Context window limits. Large test plans can exceed what a single subagent can hold in context. The phase-by-phase delegation pattern solves this — each subagent handles a portion, not the whole document.

Cost. Each QA run consumes LLM tokens. A full /release-qa run with 70+ checks, several subagents, and report generation is not free. For a startup, the cost is justified by the bugs it catches. But track it.

Non-determinism. LLM-based orchestration means the same check can occasionally be interpreted slightly differently. The structured prompt format and explicit return format reduce this, but do not eliminate it. I have not seen it cause a false PASS, though — the SQL queries are deterministic, and the subagent just reports the output.

What I actually shipped

Two slash commands. A test plan in markdown. A production database copy. Subagents that run SQL, curl, and pytest.

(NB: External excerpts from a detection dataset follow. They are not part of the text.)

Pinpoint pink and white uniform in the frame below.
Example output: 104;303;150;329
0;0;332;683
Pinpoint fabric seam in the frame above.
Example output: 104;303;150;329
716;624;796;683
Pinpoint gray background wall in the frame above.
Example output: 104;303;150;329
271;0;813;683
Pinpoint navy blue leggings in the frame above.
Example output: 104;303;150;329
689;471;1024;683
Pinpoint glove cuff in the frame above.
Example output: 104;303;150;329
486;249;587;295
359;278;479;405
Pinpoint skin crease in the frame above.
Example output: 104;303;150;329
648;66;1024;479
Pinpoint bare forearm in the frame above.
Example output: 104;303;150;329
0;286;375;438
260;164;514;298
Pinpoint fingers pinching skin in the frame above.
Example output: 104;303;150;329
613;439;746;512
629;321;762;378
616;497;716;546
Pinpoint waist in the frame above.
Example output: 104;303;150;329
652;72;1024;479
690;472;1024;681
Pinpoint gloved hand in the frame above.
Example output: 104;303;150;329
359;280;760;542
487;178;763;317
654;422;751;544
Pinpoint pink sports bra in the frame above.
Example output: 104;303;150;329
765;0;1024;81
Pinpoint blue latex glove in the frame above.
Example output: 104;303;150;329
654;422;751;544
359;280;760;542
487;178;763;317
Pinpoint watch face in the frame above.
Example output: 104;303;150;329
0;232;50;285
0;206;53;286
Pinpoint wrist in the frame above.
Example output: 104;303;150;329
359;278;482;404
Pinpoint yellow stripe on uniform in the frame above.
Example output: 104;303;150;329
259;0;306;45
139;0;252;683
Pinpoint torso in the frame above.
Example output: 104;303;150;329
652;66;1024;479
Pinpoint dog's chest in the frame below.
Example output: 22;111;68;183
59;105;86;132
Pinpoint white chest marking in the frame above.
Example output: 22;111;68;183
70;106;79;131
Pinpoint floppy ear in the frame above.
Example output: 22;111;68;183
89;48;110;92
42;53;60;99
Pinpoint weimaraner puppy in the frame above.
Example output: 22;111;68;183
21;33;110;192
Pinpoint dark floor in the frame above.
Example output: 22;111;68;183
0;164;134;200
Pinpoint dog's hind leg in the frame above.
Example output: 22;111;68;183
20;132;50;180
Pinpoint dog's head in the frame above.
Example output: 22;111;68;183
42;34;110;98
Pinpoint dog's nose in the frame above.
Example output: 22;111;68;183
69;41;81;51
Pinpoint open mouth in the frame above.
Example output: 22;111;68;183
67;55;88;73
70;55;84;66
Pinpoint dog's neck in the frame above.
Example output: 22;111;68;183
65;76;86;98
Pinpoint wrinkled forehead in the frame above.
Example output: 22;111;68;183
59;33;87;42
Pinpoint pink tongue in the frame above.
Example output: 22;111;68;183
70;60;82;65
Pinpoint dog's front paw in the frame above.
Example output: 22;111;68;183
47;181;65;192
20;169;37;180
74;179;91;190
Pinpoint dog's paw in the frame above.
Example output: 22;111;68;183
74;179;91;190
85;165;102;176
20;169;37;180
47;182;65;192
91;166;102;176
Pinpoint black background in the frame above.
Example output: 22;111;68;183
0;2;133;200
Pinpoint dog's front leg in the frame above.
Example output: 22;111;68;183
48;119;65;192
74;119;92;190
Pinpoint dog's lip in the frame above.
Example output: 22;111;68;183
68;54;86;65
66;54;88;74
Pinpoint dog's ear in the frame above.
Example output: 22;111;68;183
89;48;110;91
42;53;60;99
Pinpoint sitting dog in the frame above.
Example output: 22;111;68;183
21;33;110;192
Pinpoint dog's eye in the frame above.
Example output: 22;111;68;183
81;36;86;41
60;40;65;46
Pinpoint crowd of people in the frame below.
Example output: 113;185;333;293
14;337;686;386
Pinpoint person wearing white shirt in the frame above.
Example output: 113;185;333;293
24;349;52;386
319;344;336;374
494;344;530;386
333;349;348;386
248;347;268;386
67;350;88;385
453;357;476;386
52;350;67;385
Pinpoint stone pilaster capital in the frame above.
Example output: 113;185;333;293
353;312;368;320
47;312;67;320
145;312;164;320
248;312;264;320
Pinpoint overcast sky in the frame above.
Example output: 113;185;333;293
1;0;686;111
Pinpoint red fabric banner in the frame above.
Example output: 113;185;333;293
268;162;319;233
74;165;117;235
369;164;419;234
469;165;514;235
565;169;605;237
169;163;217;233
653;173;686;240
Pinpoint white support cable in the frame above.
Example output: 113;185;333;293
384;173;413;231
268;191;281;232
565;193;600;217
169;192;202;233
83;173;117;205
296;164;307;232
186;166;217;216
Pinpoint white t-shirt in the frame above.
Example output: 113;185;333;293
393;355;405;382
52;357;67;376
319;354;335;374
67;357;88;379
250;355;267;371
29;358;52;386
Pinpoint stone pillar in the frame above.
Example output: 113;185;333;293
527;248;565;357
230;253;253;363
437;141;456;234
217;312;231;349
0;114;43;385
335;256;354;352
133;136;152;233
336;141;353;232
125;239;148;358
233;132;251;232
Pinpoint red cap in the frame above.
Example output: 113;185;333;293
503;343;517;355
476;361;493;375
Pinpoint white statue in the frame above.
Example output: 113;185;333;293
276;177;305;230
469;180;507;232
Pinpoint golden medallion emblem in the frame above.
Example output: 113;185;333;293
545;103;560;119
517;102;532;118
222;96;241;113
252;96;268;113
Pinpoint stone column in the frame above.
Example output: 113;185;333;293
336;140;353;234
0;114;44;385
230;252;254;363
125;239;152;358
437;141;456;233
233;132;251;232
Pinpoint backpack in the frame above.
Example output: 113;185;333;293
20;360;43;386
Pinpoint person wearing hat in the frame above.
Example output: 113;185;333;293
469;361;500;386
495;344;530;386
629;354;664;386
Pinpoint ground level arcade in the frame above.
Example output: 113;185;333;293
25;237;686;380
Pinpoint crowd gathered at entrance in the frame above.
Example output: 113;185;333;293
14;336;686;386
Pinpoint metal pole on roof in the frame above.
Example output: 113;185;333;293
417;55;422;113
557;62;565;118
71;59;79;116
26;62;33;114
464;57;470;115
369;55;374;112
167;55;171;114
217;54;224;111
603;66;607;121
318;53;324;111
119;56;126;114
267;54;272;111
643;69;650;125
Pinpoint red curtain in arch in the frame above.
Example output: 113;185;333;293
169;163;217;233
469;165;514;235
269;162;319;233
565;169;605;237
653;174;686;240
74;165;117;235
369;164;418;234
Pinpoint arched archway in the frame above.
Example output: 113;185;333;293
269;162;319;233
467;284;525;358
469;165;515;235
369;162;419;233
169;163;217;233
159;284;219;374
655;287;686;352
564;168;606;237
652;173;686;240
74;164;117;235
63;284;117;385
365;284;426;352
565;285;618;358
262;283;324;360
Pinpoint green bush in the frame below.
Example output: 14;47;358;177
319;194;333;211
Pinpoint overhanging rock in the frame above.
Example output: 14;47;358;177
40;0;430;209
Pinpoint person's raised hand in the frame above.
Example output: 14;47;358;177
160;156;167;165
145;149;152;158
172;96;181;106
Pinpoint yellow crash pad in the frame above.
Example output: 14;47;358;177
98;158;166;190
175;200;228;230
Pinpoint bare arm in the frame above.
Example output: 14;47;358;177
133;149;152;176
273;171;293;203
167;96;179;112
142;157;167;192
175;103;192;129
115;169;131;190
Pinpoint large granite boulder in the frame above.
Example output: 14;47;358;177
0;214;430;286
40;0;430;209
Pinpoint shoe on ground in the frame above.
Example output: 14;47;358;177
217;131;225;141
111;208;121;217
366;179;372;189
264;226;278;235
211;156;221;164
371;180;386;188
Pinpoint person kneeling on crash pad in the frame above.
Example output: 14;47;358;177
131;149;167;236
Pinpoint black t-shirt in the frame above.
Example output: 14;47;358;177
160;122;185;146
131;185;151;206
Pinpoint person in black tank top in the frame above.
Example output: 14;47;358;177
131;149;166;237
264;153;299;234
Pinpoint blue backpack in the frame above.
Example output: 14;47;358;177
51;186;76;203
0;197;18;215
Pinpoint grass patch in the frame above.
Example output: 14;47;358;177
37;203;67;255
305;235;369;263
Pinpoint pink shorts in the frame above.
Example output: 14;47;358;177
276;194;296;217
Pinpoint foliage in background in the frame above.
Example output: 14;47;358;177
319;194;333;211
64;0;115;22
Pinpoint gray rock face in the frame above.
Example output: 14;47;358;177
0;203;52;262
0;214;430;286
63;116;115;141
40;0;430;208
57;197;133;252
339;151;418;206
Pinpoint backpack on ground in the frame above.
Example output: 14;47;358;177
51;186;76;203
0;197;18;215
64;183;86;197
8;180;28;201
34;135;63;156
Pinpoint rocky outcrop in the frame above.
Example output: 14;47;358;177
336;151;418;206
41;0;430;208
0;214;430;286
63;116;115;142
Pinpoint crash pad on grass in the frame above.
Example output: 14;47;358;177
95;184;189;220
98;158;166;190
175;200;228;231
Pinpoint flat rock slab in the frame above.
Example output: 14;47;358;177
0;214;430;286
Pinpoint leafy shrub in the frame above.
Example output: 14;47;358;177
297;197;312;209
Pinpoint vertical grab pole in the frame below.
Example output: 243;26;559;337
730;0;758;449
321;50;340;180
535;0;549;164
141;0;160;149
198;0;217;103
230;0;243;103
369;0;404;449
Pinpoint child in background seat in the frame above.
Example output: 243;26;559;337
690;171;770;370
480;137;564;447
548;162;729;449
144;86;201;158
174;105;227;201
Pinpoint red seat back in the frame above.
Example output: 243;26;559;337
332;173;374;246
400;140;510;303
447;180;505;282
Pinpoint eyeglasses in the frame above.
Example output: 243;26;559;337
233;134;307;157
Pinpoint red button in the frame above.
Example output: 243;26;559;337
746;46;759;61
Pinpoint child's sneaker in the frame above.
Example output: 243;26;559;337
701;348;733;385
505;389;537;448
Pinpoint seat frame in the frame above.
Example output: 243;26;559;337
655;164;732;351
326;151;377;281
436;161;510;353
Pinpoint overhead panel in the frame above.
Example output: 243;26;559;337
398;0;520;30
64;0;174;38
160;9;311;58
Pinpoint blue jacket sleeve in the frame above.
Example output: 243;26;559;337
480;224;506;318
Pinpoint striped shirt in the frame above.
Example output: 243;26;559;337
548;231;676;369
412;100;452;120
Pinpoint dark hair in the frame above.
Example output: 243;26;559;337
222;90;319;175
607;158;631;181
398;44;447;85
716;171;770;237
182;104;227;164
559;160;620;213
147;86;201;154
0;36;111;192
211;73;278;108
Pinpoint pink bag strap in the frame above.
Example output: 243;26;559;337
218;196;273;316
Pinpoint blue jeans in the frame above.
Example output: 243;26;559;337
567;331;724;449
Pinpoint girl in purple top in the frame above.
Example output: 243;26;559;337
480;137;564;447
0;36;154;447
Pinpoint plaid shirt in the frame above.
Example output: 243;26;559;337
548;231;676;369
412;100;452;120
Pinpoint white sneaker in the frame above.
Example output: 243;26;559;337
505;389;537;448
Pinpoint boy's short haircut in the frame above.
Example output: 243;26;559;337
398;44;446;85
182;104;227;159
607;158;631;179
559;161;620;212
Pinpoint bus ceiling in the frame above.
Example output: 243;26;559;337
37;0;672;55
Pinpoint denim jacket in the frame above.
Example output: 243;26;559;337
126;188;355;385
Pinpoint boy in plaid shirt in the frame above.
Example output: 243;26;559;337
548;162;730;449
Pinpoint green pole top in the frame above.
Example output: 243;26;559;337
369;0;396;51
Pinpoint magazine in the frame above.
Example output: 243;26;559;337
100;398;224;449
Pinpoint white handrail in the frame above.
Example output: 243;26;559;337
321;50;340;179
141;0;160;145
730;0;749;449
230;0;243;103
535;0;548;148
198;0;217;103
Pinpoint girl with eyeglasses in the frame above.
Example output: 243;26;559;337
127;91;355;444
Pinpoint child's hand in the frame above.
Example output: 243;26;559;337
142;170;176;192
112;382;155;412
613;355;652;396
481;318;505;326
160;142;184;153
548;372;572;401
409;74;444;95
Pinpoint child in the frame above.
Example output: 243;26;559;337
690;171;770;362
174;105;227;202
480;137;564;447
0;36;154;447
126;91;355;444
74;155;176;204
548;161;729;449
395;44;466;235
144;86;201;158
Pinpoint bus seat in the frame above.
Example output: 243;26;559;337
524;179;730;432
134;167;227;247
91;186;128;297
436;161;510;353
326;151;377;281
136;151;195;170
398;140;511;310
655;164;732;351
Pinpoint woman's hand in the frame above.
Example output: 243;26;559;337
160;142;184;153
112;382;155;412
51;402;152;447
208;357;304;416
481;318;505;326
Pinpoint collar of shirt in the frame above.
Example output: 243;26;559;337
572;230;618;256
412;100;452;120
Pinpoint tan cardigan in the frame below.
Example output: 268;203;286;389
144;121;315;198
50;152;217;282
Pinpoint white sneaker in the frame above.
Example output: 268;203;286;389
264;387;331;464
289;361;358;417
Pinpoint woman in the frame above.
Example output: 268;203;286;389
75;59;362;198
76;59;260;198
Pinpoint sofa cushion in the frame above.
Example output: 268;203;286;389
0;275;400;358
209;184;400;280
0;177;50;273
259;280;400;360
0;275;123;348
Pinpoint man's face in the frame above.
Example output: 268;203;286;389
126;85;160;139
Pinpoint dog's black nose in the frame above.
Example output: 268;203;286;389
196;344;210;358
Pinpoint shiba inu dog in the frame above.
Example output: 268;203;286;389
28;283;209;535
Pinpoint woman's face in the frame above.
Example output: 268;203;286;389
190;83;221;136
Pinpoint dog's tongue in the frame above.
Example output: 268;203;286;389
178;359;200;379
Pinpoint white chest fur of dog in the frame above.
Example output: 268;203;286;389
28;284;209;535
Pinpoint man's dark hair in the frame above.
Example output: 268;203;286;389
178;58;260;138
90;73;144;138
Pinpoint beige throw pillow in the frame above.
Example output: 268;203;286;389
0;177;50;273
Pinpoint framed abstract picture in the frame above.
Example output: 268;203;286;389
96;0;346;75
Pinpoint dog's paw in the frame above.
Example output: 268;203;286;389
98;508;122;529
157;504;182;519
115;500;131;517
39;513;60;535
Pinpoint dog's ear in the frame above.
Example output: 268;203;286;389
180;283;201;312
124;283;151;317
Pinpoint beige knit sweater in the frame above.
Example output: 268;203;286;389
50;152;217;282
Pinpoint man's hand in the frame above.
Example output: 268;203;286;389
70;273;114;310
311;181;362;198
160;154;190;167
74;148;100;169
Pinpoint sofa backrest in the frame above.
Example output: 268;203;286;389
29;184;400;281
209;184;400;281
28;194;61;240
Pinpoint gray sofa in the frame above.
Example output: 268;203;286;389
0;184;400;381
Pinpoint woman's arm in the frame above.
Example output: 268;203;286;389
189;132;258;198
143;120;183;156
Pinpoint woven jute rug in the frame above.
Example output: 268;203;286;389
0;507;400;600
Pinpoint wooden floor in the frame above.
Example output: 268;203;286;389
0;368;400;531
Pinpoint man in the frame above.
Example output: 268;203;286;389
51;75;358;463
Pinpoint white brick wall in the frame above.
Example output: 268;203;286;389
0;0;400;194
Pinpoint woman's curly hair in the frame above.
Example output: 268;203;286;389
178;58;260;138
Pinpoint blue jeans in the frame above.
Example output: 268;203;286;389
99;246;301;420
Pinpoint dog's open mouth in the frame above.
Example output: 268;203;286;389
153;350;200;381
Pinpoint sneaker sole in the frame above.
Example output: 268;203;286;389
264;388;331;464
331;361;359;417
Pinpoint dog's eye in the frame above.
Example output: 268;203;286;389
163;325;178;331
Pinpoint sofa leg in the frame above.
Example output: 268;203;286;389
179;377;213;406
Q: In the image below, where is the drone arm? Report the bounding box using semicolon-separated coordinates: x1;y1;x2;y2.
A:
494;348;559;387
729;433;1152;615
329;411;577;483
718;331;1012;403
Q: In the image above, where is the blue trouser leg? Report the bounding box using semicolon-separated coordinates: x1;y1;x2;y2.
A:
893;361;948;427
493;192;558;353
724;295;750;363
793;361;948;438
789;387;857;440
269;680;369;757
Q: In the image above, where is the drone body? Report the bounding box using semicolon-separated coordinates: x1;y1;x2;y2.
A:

The system is not elegant. It is a collection of markdown files telling an AI what to check and how to check it. But after several releases, it has caught real bugs, kept the test plan current through its own correction loop, and automated the most tedious part of solo development: verifying that everything still works after a big change.

For a solo CTO shipping features weekly, this has been the best investment in quality outside of unit tests. Not E2E tests (too expensive to maintain alone). Not manual QA passes (too slow and error-prone when you are the one who wrote the code). This sits in between — automated enough to run in minutes, thorough enough to catch real problems, and cheap enough to run before every release.